3. In exercise of its powers Under Section 18, Civil Courts Act, 1977 hereinafter to be referred to as the Act. the High Court may whenever the business pending before a Munsiff requires the aid of an Additional Munsiff. for its speedy disposal, appoint an Additional Munsiff with the previous sanction of the Government to exercise all the powers of a Munsiff. It is common ground that the Forest Magistrate before he was appointed to the said post was a Munsiff duly appointed by the Government. He has been appointed by the High Court as First Additional Munsiff with the previous sanction of the Government. There is, therefore, nothing wrong with his appointment. The contention raised on behalf of the petitioner, however, Was that the Additional Munsiff appointed under Sub-section (2) of Section 18 can discharge only those functions which the Munsiff with the approval of the District Judge may assign to him. For this reliance was placed upon the following expression occurring in Sub-section (2) : '.........and such Munsiffshall discharge any of the functions which the Munsiff with the approval of the District Judge may assign to him and in the exercise of these functions he shall exercise all the powers of the Munsiff.' For what I am going to hold in regard to the powers of the High Court to transfer cases to courts subordinate to it in exercise of its administrative powers, it is not necessary to dispose of this contention on its merits at this stage. This point will be incidentally dealt with while dealing with the question of the aforesaid powers of the High Court at the later stage of this judgment. Suffice it to say that the transferee court of First Addl. Munsiff (F. M.) Jammu is a court of Munsiff within the meaning of Sub-section (2),
4. Under Section 17 of the Act, the number of Subordinate Judges is to be fixed by the Govt. in consultation with the High Court. This section does not limit the appointment of a Subordinate Judge in a District to one only. The number of such Judges has necessarily to be fixed keeping in view the volume of the work in the District. If the Govt. is of the opinion that one Subordinate Judge cannot cope with the work in a District, it may in consultation with the High Court appoint more than one Subordinate Judge in a single District; In case it does so, the Judges, for their proper identification, may be designated as First Civil Subordinate Judge, Second Civil Subordinate Judge so on so forth, dependingupon the number of Subordinate Judges thus appointed. There is, therefore, no substance in -Mr. Sethi's contention that since First Civil Subordinate Judge as such is not mentioned in Section 17, therefore, the appointment of Municipal Magistrate. Jammu, as First Addl., Civil Subordinate Judge was illegal. On the parity of the reasoning no fault can also be found with the appointment of Special Mobile Magistrate, Passenger Tax and Shops Establishment, Jammu, as Second Civil Subordinate Judge, Jammu.

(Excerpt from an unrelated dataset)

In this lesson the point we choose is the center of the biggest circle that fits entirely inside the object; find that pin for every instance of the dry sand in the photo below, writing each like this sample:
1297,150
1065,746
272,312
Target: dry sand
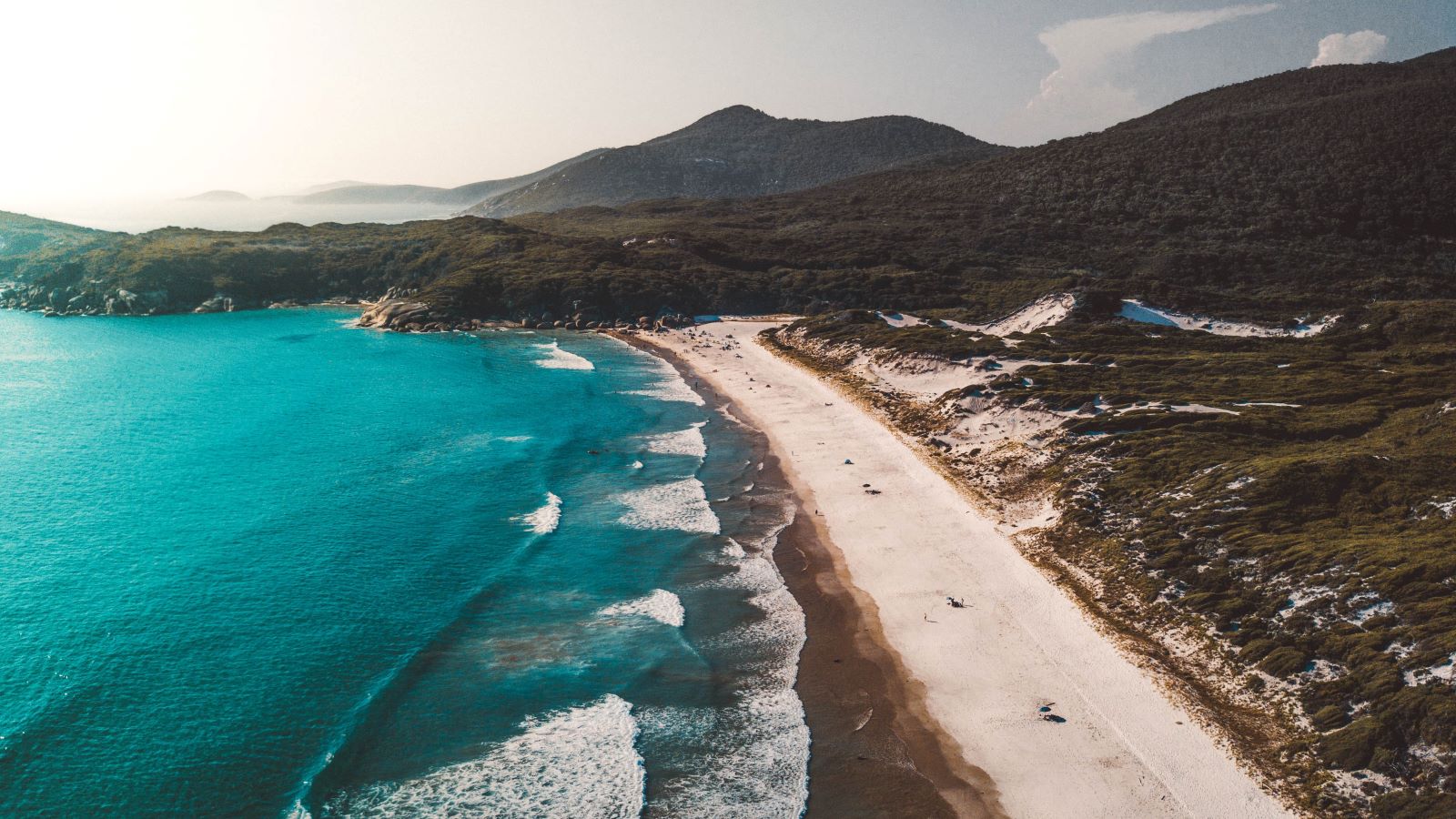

5. Section 16 of the Act provides that when the business' pending before any District Judge requires the aid of an Addl. Judge or Judges, for its speedy disposal, the Government may on the recommendation of the High Court appoint such Additional Judge or Judges as may be necessary. An Additional Judge so appointed shall discharge any of the functions of a District Judge, which the District Judge may assign to him, and in the discharge of these functions he shall exercise the same powers as the District Judge. On its plain language this section envisages a power in the Government to appoint more than one Additional District Judge on the recommendation of the High Court who shall exercise all the powers of a District Judge. It is not disputed that Special Judge Anti-Corruption Jammu has been appointed by the Government as First Addl. District Judge, Jammu, on the recommendation of the High Court. He is, therefore, competent to exercise all the powers of a District Judge: Here again an argument was advanced on behalf of the petitioner that an Addl. District Judge can discharge only those functions as may be assigned to him by the District Judge. This plea will again be dealt with while dealing with the other common question as to whether or not the High Court can transfer a case to a court subordinate to it in exercise of its administrative powers.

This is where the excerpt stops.